For the first research question, we evaluated the publication trends over a seven-year period (2018 to October 2025). The results showed a steady rise in the number of publications, with a significant surge between 2020 and 2025, underscoring the growing importance of ML techniques in Android malware detection. Publication distribution, as illustrated in Figs. 2 and 3, identified Elsevier as the leading contributor.
The second research question focused on the behavioral evolution of malware. We observed a historical shift from simple self-propagating malware (1900–1999) to more advanced techniques like polymorphism, hybridization, and privilege escalation from 2000 onward. Emerging threats such as cryptojacking and click fraud highlighted the increasing sophistication and monetization strategies of modern malware.

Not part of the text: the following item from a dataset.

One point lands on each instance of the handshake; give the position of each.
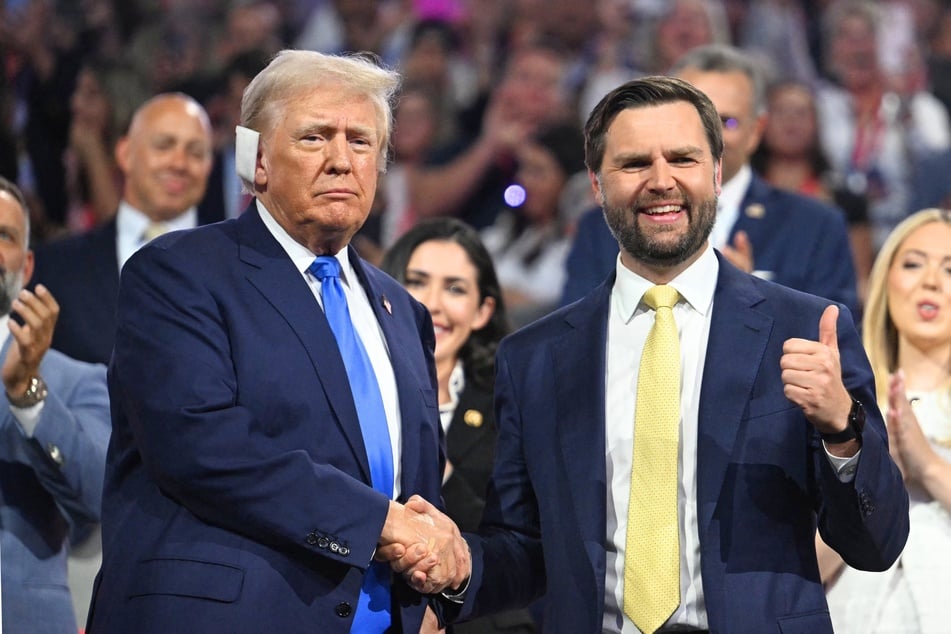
(425, 546)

For the third research question, global distribution data revealed China, the USA, and Russia as major malware-producing regions, with Android and IoT devices being primary targets due to their security weaknesses. These platforms experienced a surge in attacks characterized by evasive behaviors and complex infection chains.
The fourth research question uncovered limitations in existing Android malware taxonomies. Current models often overlook fileless malware and hybrid attack vectors, both of which are rising in prevalence. Additionally, there is a clear need to better classify cross-platform threats that exploit the interoperability between Android, IoT, and other ecosystems.

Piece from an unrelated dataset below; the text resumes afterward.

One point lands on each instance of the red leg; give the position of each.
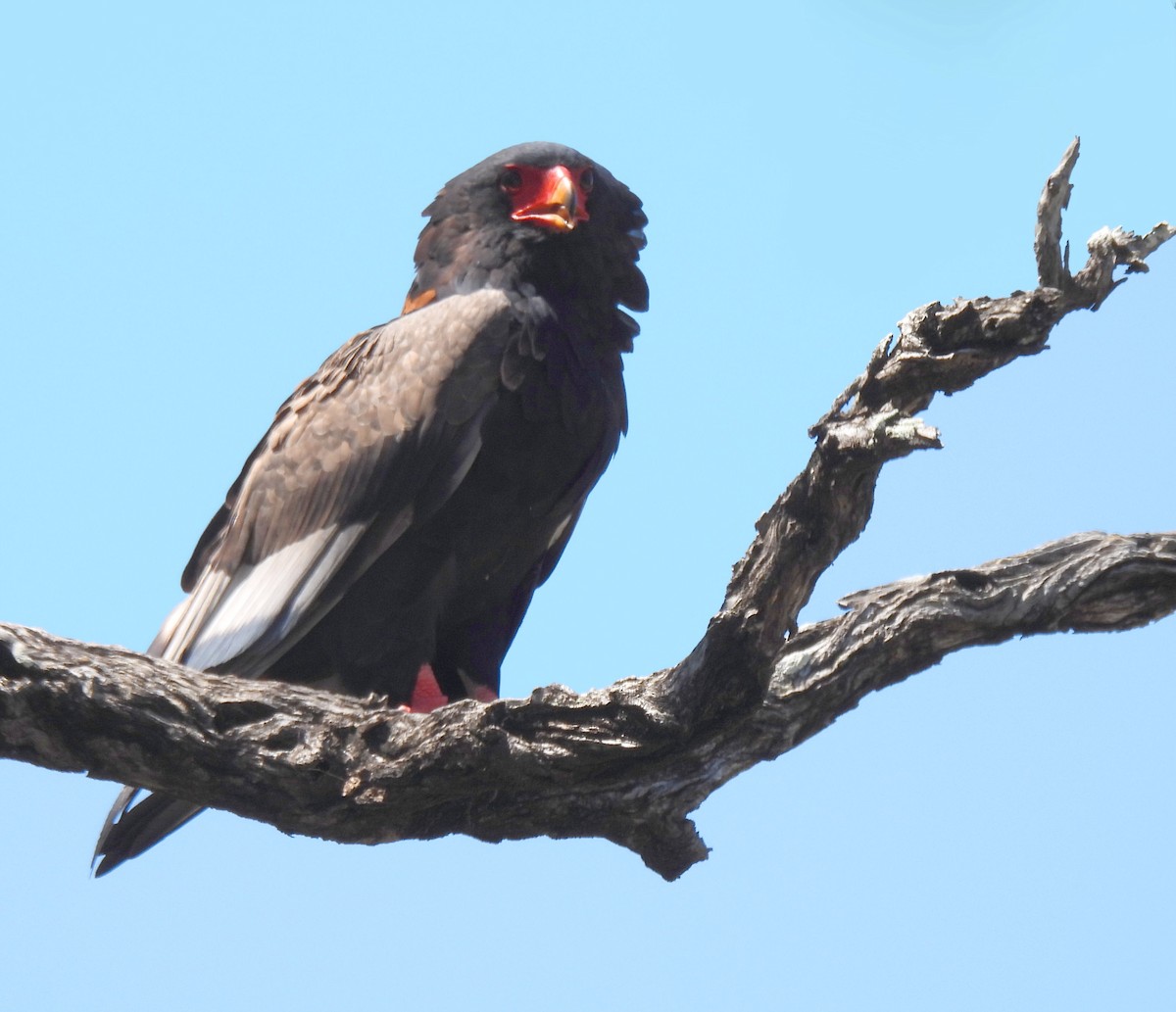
(427, 694)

To address these gaps, the fifth research question introduced a new Android malware taxonomy designed to capture the full spectrum of evasion techniques, including polymorphic behavior in file-based malware and stealth tactics used by fileless malware. This enhanced taxonomy aims to support the development of adaptive, context-aware defense strategies.
Future research must go beyond Android-specific threats to encompass the broader landscape of interconnected platforms and technologies. This includes integrating advanced ML models; such as federated learning, reinforcement learning, and graph-based learning; to detect malware across devices without compromising user privacy. Furthermore, research should focus on developing multi-layered, context-driven defense architectures capable of real-time threat mitigation. These systems should combine behavioral analysis, dynamic threat intelligence, and anomaly detection at both the device and network levels. Finally, fostering collaboration between academia, industry, and policy makers will be essential to ensure that proposed defense mechanisms remain scalable, explainable, and resilient against emerging, adaptive Android malware threats.